I am actually grateful to see dead bees on the landing board and in the snow during the winter. It is a good sign that the colony is alive and well.
Kris,
I agree.
Rusty, this is a nice reminder, especially for new BK’s like myself who might be mortified (pun intended) by dead bees lying all around.
It seems like it’s important to learn how to distinguish between dead old bees with worn wings and dead young bees that exhibit signs of DWV. There’s a balance to maintain between careful observation and overreaction.
So true.
When using entrance reducer in the fall, do I turn small entrance to the inside or up and down and will external feeder interfere with entrance.
Dale,
The small entrance should be on the top of the bar (facing up) so that a layer of dead bees accumulating on the bottom board will not block the entrance. Whether it blocks the feeder depends on what kind you use; there are many designs. Just pick one that doesn’t interfere.
Rusty, However many bees that are hatched a day, die a day (on average). The way a colony increases in size is the 14 day (average) difference between days to hatch (21) and life expectancy of 35 days (average). Yes?
The bees are dying because of the cell phone towers; the radiation is messing with there heads and hurting them so bad it kills them.
I disagree. Controlled experiments with cell phone radiation cannot produce those results.
Yeah I agree as well.
The person over the back has a few hives. I enjoy the bees but I have a water feature and I find not just a few drowned bees but hundreds. Is there any way to prevent this? It’s so sad
Marie,
It is sad, but I don’t know how to stop it.
Rusty,
I have received my nucs for this year, however, we are having cold bad weather for the next few days. What is the minimum temp for installing a nuc and how long can I wait to install it?
Tammie,
I don’t think there is a minimum as long as you work fast. The longer you wait, the more trouble you might have with getting them to reorient, depending on your setup. The bees aren’t as troubled by cold air as you might think.
I have a hollowed tree in my backyard just a few feet from my back door. Bees have been in it for a long time, then yellowjackets came and killed them and took up residence. They stung my dog on his back and caused seizures that killed him. We were very mad and sprayed them with killer and spray foamed the entrances. They hummed for many days. Then all was quiet.
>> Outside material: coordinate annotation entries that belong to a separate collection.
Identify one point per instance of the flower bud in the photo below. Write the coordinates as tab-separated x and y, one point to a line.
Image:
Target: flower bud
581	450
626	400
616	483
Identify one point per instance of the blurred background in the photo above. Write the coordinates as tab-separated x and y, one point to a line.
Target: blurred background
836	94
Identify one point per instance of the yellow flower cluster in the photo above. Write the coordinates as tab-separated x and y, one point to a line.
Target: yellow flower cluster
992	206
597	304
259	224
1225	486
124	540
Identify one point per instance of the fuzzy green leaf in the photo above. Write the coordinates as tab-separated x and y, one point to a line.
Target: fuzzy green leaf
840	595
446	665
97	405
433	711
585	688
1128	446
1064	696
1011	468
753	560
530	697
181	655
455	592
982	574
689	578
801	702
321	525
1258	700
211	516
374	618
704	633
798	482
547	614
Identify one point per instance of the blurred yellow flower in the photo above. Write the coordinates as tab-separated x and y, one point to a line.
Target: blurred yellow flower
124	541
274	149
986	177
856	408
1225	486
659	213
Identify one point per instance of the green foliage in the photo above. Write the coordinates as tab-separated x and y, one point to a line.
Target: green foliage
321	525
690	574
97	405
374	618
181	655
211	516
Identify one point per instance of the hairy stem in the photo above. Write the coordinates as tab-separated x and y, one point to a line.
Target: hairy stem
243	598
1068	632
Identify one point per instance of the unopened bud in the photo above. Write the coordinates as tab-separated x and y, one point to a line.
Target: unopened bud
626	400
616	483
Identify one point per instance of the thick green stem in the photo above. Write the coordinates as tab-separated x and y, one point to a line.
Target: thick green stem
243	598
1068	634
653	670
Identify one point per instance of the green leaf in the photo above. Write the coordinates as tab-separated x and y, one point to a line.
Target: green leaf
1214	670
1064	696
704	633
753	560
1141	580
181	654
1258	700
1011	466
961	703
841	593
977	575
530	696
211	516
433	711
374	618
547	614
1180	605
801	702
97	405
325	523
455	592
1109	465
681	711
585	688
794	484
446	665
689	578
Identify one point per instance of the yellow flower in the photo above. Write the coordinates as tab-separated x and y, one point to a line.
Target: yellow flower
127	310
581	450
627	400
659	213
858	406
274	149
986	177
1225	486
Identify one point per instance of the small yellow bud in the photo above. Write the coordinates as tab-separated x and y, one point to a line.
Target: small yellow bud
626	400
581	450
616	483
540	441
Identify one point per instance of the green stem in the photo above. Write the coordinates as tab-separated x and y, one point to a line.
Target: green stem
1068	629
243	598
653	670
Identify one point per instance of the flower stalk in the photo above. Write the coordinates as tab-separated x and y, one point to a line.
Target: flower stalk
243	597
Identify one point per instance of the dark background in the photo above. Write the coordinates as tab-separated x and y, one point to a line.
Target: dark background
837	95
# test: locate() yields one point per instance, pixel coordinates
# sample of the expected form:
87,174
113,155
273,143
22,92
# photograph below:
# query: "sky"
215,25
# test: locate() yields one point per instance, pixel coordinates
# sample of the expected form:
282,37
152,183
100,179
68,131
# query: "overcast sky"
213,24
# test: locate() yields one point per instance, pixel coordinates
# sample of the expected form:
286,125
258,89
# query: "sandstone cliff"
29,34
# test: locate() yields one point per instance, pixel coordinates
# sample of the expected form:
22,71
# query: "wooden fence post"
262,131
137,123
A few years later in 2020 a large swarm came into the area and went over my house and settled down on my tree and they dug their way inside and have made themselves at home. My problem is if there is too much noise, they come at us, and we are trying to do some major work on our RV out there. How can we get them out of the tree and get someone to take them without killing them? My husband wants to cut the tree down. We just would like them gone, but around here they only want to exterminate them.
Debbie,
Call your local beekeeping club. Someone may want to have them and be willing to do a cut-out.